Buru-buru diambilnya kunci mobil yang tergeletak di atas laci ruang tamu. Tanpa berganti pakaian, dirinya bergegas menuju garasi dan menyalakan kendaraan. Sarah melajukan mobil tua peninggalan ibunya perlahan, lalu berhenti di alamat yang sesuai dengan yang tertera di pesan dari nomor tak dikenal itu.

Ragu-ragu dia turun dari kendaraan saat melihat rumah yang dia tuju sedang dipasangi garis polisi. Banyak orang berdiri di sana. Sebagian besar adalah pria berseragam kepolisian. "Permisi," gadis itu memberanikan diri menyapa seseorang yang tengah serius berbicara dengan rekannya.
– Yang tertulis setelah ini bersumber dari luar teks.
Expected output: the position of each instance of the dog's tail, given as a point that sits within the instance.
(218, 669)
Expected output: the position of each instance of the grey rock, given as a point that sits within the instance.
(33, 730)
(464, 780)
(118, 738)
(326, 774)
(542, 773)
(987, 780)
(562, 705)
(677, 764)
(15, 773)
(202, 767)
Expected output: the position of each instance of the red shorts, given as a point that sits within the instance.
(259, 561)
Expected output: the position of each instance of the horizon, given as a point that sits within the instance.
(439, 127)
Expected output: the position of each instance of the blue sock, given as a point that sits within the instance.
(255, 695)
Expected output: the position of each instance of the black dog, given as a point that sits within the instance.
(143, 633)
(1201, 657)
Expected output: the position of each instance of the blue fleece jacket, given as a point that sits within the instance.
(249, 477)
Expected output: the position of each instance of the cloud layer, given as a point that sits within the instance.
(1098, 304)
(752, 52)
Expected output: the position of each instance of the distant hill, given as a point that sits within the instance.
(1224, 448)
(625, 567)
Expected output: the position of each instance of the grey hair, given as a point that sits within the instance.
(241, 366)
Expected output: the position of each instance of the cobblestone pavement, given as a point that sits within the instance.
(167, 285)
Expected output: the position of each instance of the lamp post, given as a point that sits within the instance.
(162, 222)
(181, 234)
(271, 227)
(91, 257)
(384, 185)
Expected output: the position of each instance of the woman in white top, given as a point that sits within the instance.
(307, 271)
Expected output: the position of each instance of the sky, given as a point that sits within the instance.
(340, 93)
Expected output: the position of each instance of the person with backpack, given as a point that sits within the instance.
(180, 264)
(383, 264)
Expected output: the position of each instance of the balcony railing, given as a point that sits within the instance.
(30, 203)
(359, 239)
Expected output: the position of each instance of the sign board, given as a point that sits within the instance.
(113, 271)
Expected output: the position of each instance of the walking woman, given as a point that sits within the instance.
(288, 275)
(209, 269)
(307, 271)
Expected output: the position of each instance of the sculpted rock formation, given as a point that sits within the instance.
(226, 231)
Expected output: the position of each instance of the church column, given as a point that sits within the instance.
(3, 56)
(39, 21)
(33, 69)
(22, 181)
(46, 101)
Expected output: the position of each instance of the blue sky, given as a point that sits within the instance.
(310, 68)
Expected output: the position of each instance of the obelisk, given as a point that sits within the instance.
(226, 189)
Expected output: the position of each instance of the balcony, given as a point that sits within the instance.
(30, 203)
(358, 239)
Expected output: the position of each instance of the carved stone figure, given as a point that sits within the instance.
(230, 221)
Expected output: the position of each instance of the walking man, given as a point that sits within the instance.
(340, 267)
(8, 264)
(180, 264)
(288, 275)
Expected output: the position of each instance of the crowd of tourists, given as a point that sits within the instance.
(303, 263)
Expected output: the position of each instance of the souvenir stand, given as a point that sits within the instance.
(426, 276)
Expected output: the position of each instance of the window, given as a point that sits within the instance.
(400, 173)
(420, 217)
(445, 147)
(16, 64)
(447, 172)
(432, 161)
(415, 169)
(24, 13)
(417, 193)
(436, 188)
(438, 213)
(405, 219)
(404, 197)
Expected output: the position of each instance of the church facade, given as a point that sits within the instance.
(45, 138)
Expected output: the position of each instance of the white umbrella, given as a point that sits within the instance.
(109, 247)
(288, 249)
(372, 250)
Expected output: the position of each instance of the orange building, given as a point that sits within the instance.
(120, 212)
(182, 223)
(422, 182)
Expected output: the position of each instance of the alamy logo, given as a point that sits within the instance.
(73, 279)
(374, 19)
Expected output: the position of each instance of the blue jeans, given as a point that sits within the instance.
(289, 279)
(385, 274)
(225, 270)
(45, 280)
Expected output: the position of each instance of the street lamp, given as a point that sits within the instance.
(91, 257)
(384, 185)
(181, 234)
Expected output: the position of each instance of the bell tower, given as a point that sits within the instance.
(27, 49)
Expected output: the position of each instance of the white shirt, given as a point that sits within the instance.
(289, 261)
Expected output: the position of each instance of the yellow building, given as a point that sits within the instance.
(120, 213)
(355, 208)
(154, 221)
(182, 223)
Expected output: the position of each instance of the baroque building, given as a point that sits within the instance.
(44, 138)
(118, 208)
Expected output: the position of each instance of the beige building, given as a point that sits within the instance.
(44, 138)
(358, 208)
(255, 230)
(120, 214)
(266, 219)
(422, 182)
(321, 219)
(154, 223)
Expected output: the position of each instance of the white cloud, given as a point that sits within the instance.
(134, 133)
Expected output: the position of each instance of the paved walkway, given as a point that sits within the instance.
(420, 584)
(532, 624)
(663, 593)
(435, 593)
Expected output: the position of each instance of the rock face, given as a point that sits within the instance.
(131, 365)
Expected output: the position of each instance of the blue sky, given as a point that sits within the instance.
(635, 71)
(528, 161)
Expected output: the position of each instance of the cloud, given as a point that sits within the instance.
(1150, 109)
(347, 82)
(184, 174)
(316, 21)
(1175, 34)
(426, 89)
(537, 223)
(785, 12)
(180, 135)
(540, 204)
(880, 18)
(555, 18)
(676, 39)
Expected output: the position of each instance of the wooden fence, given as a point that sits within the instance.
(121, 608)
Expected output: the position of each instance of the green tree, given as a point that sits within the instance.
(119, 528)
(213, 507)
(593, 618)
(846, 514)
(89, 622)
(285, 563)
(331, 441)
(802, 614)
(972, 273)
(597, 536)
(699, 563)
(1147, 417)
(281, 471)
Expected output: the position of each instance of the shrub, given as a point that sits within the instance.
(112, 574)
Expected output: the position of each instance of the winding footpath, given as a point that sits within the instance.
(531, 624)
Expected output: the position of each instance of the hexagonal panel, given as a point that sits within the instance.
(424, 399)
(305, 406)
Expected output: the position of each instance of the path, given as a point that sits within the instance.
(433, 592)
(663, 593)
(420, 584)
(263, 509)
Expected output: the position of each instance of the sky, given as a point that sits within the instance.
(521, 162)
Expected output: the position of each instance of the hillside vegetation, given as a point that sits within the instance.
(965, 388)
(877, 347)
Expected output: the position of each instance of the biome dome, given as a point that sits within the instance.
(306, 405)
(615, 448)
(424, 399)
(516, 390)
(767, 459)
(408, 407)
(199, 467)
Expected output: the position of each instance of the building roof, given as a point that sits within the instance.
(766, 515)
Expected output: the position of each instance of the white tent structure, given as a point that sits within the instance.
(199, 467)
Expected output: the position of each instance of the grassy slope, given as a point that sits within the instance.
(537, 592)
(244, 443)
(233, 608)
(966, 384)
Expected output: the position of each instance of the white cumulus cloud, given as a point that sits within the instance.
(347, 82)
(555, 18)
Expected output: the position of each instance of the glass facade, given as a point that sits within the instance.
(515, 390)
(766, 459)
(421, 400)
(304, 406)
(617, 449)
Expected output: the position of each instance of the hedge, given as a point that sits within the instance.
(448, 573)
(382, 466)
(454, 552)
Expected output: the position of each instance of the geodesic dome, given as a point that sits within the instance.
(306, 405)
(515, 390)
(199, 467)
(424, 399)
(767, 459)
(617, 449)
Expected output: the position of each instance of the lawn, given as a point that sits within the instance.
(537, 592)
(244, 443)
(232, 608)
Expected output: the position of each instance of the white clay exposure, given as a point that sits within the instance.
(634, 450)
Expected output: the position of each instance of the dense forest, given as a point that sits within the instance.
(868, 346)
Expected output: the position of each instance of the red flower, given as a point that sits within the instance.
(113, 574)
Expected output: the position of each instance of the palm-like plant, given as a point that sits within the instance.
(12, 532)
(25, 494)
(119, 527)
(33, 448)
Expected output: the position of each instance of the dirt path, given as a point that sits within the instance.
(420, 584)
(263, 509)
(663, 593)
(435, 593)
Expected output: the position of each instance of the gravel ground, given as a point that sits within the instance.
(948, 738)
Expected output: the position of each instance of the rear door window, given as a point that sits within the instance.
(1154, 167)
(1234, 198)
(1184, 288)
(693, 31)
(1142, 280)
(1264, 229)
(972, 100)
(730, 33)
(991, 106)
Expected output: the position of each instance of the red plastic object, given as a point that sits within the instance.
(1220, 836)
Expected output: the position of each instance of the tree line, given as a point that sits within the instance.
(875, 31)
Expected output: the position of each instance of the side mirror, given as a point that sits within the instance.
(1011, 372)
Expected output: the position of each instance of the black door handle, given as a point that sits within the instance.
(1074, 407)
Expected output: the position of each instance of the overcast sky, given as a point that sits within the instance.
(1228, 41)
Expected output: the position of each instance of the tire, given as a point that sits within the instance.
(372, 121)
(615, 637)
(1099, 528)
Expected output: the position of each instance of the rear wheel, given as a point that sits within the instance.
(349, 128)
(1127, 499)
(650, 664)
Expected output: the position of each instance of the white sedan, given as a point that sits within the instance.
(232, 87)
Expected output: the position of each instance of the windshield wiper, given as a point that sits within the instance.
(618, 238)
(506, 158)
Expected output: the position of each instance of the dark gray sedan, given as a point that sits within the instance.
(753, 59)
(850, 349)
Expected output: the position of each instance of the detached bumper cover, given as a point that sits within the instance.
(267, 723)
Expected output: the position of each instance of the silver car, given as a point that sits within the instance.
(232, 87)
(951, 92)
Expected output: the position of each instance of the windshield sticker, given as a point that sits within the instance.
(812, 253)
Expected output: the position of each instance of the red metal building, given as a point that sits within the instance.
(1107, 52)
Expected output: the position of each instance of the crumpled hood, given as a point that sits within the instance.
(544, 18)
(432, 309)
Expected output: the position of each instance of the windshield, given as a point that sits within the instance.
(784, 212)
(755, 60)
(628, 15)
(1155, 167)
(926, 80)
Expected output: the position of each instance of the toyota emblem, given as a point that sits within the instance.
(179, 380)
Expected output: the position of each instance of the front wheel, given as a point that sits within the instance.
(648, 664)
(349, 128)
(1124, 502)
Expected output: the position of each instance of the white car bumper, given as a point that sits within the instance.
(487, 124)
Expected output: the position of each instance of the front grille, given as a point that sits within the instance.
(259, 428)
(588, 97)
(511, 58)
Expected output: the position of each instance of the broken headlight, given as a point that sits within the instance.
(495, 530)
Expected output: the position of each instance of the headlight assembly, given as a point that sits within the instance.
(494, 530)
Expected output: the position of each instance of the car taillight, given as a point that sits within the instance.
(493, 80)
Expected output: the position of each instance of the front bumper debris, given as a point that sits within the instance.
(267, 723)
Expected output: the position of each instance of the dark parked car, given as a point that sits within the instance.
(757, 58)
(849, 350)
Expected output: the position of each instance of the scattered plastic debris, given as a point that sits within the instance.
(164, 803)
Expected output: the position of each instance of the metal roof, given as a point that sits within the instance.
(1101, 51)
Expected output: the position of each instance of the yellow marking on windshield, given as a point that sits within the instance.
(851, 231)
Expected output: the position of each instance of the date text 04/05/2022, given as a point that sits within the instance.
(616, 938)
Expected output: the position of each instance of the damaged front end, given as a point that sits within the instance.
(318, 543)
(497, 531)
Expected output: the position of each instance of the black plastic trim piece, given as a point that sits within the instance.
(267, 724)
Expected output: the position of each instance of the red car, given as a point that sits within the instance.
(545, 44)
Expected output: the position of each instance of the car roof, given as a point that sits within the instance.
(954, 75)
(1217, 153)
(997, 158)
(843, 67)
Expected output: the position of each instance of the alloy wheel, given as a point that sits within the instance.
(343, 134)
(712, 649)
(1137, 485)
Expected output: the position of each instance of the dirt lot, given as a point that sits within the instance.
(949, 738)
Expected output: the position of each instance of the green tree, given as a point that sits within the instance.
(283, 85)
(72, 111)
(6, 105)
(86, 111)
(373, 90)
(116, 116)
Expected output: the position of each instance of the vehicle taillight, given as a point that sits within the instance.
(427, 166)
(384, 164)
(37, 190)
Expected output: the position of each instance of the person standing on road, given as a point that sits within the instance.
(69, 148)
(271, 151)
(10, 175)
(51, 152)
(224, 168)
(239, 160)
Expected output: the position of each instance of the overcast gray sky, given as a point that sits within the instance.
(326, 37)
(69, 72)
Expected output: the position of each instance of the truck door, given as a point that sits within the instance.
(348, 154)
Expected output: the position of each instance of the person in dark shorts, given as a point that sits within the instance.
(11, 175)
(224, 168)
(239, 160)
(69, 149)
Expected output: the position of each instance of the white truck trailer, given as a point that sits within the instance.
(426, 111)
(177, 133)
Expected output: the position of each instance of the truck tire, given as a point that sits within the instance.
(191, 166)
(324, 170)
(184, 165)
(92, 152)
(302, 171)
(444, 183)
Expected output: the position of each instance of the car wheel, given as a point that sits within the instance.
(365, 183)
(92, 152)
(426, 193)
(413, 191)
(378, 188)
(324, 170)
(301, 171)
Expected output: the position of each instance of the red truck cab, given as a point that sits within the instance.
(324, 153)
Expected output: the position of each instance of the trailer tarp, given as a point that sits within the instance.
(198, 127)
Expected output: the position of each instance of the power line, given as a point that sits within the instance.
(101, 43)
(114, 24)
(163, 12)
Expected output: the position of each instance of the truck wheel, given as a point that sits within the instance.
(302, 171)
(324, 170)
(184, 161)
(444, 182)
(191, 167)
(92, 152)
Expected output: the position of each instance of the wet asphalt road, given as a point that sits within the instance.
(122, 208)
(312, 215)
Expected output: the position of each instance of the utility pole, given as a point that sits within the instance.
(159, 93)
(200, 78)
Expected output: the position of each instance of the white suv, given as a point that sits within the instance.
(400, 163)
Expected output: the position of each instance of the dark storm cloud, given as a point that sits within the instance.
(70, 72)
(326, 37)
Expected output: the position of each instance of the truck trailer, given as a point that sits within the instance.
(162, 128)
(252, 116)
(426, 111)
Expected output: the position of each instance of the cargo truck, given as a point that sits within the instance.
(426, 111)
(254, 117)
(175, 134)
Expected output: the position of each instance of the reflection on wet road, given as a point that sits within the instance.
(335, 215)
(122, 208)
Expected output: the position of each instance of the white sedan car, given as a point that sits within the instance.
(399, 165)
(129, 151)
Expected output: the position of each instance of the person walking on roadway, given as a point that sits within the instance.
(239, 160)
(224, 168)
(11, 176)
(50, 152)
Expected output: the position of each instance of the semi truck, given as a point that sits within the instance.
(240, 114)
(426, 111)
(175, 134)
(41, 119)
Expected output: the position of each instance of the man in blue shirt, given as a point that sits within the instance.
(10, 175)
Seseorang itu menoleh pada Sarah sembari mengernyitkan dahi. "Anda siapa?" pria tersebut balik bertanya.

"Sa-saya Sarah Delila, Pak. Sarah Delila Ramdhan, sedang mencari ayah saya yang bernama Abizar Ramdhan," jawabnya terbata.

Pria di depannya itu mengalihkan pandangan pada rekannya, lalu kembali memandang Sarah. Kali ini tatapannya jauh lebih tajam dia layangkan pada gadis itu. "Ada hubungan apa Saudari dengan Abizar Ramdhan?" tanya pria itu lagi dengan nada yang jauh lebih ketus.

"Dia ayah saya," jawab Sarah. Pikiran buruk tiba-tiba merasuk ke benaknya ketika pria itu memandangnya dengan penuh selidik.

"Oh, ayahnya," pria itu menatapnya penuh arti, sebelum kembali berkata, "Ayah anda sudah dibawa."

"Dibawa ke mana?" Sarah semakin kebingungan.

"Ke kantor polisi. Ayah anda diinterogasi di sana," jawab pria itu seraya berlalu bersama rekannya.

"Tunggu! Kenapa ayah saya diinterogasi? Ada apa ini? Tolong jelaskan," Sarah makin panik dengan penuturan pria asing itu.

Akan tetapi, tak ada seorangpun yang peduli sampai seseorang menepuk bahunya dari belakang. Sarah segera menoleh dan mendapati seorang pria berwajah rupawan sedang tersenyum padanya. "Anda mencari pak Abizar?" tanyanya sopan.

Sarah mengangguk cepat. "Iya, betul. Saya putrinya," jawabnya.

"Pak Abizar saat ini sedang diinterogasi oleh polisi. Jika Nona bersedia, saya bisa mengantar anda untuk menemui ayahnya," tawar pria itu. "Oh ya, saya lupa memperkenalkan diri. Saya Andaru," ucap pria tersebut sembari mengulurkan tangan.

Sarah menyambut uluran tangan Andaru penuh ragu. "Kenapa ayah saya diinterogasi polisi? Ayah saya salah apa?" gemetar seluruh tubuhnya kini.